Voices and footsteps were heard in the passage, and Jasper, with old Nelson, came out. Old Nelson looked at his daughter approvingly, for he liked the lieutenant to be kept in good humour. And he also joined sympathetically in the laugh. “Now, lieutenant, we shall have some dinner,” he said, rubbing his hands cheerily. Jasper had gone straight to the balustrade. The sky was full of stars, and in the blue velvety night the cove below had a denser blackness, in which the riding-lights of the brig and of the gunboat glimmered redly, like suspended sparks. “Next time this riding-light glimmers down there, I’ll be waiting for her on the quarter-deck to come and say ‘Here I am,’” Jasper thought; and his heart seemed to grow bigger in his chest, dilated by an oppressive happiness that nearly wrung out a cry from him. There was no wind. Not a leaf below him stirred, and even the sea was but a still uncomplaining shadow. Far away on the unclouded sky the pale lightning, the heat-lightning of the tropics, played tremulously amongst the low stars in short, faint, mysteriously consecutive flashes, like incomprehensible signals from some distant planet.
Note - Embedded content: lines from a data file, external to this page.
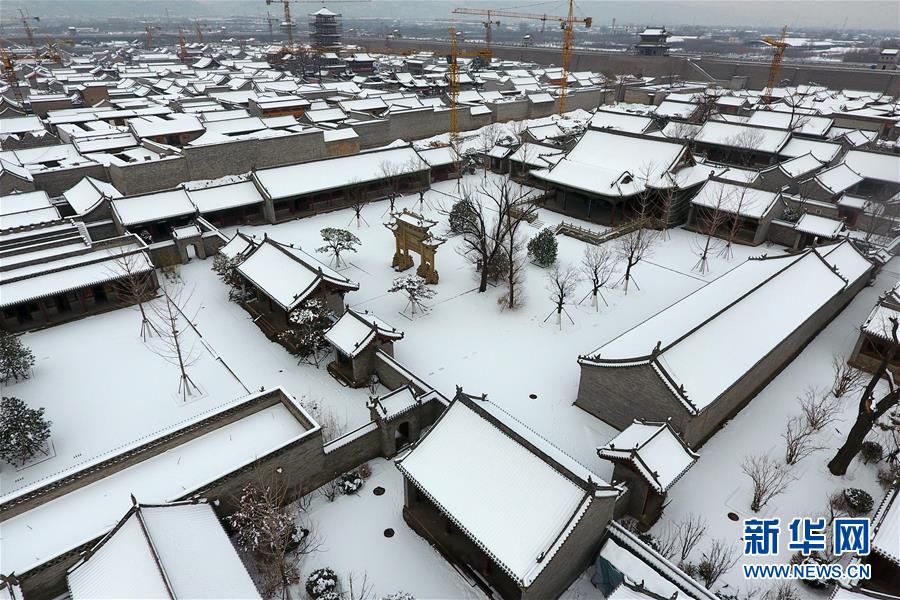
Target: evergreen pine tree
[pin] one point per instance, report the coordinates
(16, 359)
(542, 248)
(23, 430)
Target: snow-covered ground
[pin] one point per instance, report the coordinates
(716, 485)
(104, 389)
(465, 339)
(353, 542)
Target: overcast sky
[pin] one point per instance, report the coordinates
(797, 14)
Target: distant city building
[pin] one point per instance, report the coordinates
(653, 42)
(889, 58)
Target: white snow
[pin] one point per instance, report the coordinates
(736, 199)
(322, 175)
(159, 206)
(654, 450)
(124, 567)
(608, 164)
(88, 512)
(492, 500)
(223, 197)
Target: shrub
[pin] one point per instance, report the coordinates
(23, 431)
(542, 248)
(887, 475)
(460, 216)
(322, 584)
(351, 482)
(858, 502)
(650, 540)
(16, 359)
(871, 452)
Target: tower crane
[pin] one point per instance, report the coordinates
(9, 74)
(198, 27)
(780, 46)
(489, 23)
(567, 24)
(182, 45)
(150, 29)
(29, 30)
(453, 79)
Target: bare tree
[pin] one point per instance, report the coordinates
(270, 533)
(786, 590)
(359, 590)
(516, 257)
(847, 379)
(799, 442)
(682, 536)
(818, 408)
(561, 283)
(337, 241)
(768, 477)
(134, 284)
(737, 204)
(170, 323)
(598, 266)
(357, 198)
(710, 221)
(870, 410)
(497, 209)
(718, 560)
(416, 291)
(746, 143)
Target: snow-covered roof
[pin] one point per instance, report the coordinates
(613, 165)
(85, 195)
(438, 157)
(838, 178)
(238, 244)
(157, 206)
(878, 322)
(643, 565)
(801, 165)
(736, 199)
(733, 135)
(510, 501)
(223, 197)
(68, 273)
(819, 226)
(23, 202)
(798, 123)
(677, 110)
(654, 450)
(886, 523)
(874, 165)
(824, 151)
(288, 275)
(620, 121)
(335, 173)
(160, 551)
(353, 332)
(683, 342)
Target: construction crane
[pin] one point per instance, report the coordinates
(453, 79)
(198, 27)
(29, 30)
(182, 45)
(567, 24)
(53, 49)
(9, 75)
(488, 24)
(780, 46)
(150, 29)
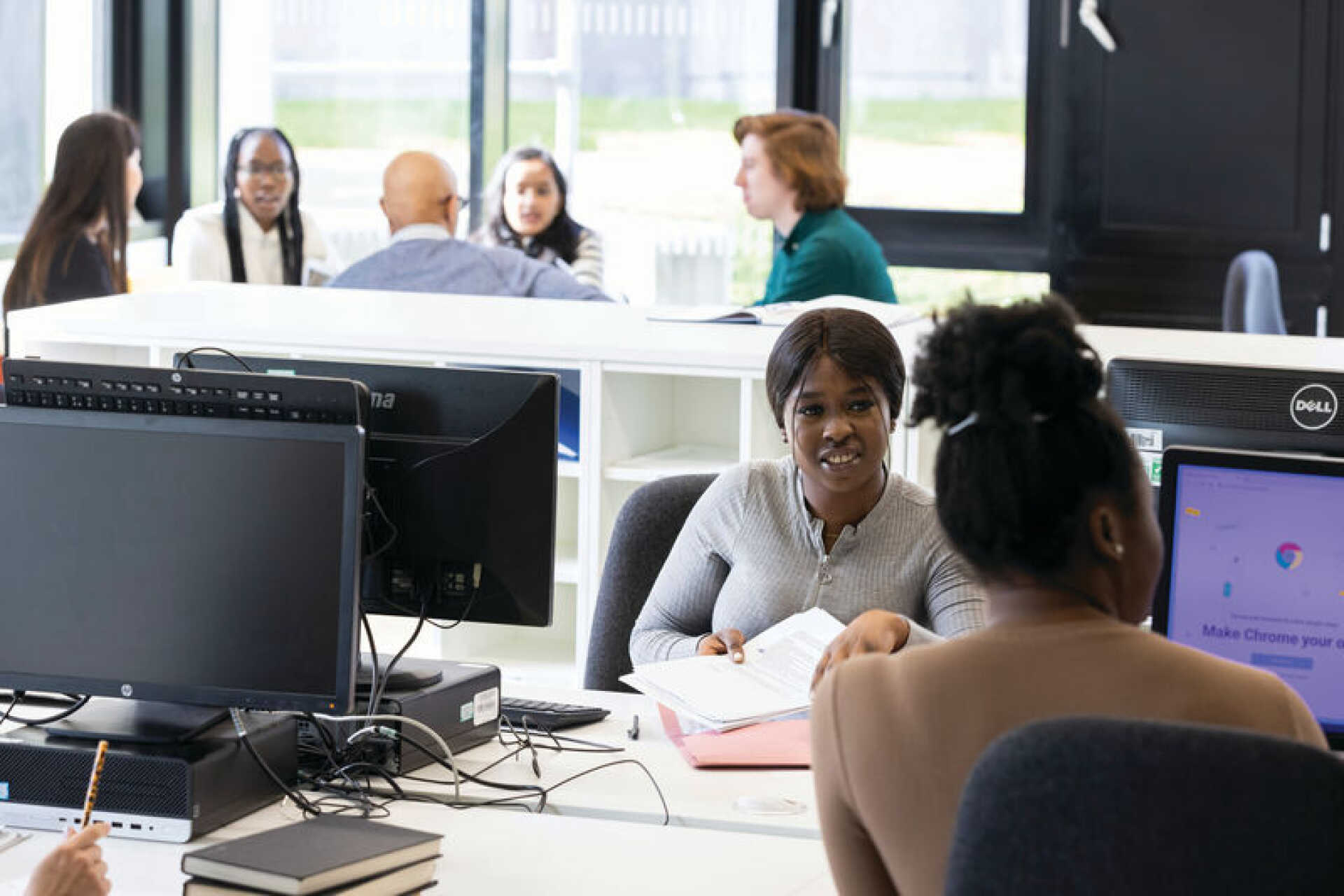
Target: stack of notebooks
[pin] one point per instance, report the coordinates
(326, 855)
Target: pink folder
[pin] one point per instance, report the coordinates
(769, 745)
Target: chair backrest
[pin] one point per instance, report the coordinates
(641, 539)
(1252, 301)
(1114, 806)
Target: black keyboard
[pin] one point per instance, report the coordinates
(553, 716)
(188, 393)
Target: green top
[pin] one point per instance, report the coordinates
(828, 254)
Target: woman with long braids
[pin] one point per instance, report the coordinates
(1040, 488)
(257, 234)
(76, 246)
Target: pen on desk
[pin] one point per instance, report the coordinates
(93, 782)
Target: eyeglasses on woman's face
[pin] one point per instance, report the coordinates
(262, 168)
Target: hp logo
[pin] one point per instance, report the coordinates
(1313, 406)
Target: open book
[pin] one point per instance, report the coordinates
(781, 314)
(772, 681)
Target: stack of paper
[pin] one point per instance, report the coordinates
(772, 681)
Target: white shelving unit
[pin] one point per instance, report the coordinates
(656, 399)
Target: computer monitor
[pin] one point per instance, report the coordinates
(179, 559)
(1256, 409)
(1256, 567)
(463, 465)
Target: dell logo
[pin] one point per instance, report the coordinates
(1313, 406)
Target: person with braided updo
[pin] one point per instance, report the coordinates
(830, 526)
(1040, 488)
(257, 234)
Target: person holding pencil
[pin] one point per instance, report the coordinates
(74, 868)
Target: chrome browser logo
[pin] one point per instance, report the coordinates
(1289, 555)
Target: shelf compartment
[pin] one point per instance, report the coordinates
(672, 461)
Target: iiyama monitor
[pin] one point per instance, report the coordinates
(461, 472)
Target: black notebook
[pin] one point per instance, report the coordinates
(400, 881)
(314, 856)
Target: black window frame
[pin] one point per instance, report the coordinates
(939, 238)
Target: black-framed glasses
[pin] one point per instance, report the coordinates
(260, 168)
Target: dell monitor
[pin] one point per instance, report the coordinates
(179, 561)
(461, 470)
(1256, 567)
(1253, 409)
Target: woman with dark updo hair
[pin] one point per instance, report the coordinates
(830, 526)
(1041, 491)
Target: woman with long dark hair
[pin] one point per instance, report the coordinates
(1042, 492)
(527, 207)
(257, 234)
(76, 246)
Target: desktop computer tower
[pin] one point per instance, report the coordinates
(169, 793)
(463, 708)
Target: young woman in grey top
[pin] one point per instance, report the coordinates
(827, 527)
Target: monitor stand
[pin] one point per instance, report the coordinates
(409, 675)
(137, 722)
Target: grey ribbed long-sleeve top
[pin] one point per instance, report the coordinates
(750, 555)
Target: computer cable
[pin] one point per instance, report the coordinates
(299, 799)
(406, 720)
(186, 358)
(498, 785)
(470, 602)
(375, 695)
(20, 696)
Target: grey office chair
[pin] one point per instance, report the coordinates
(644, 532)
(1252, 301)
(1105, 806)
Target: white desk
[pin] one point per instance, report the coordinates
(600, 834)
(493, 850)
(696, 797)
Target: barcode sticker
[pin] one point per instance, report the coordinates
(487, 704)
(1152, 466)
(1145, 440)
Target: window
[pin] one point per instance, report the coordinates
(638, 99)
(936, 108)
(351, 83)
(48, 80)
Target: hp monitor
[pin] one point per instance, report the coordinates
(1256, 567)
(179, 559)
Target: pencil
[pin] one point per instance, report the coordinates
(93, 782)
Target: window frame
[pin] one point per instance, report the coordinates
(962, 239)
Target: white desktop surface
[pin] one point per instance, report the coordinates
(279, 320)
(601, 833)
(696, 797)
(385, 326)
(496, 850)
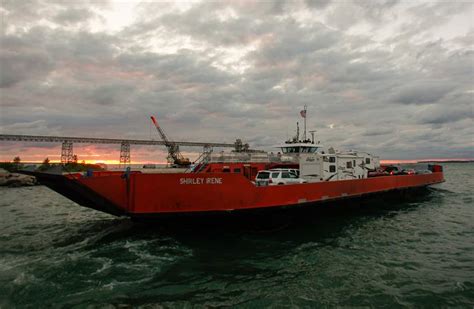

The dinner passed off quietly. Freya sat facing her father, calm but pale. Heemskirk affected to talk only to old Nelson. Jasper’s behaviour was exemplary. He kept his eyes under control, basking in the sense of Freya’s nearness, as people bask in the sun without looking up to heaven. And very soon after dinner was over, mindful of his instructions, he declared that it was time for him to go on board his ship.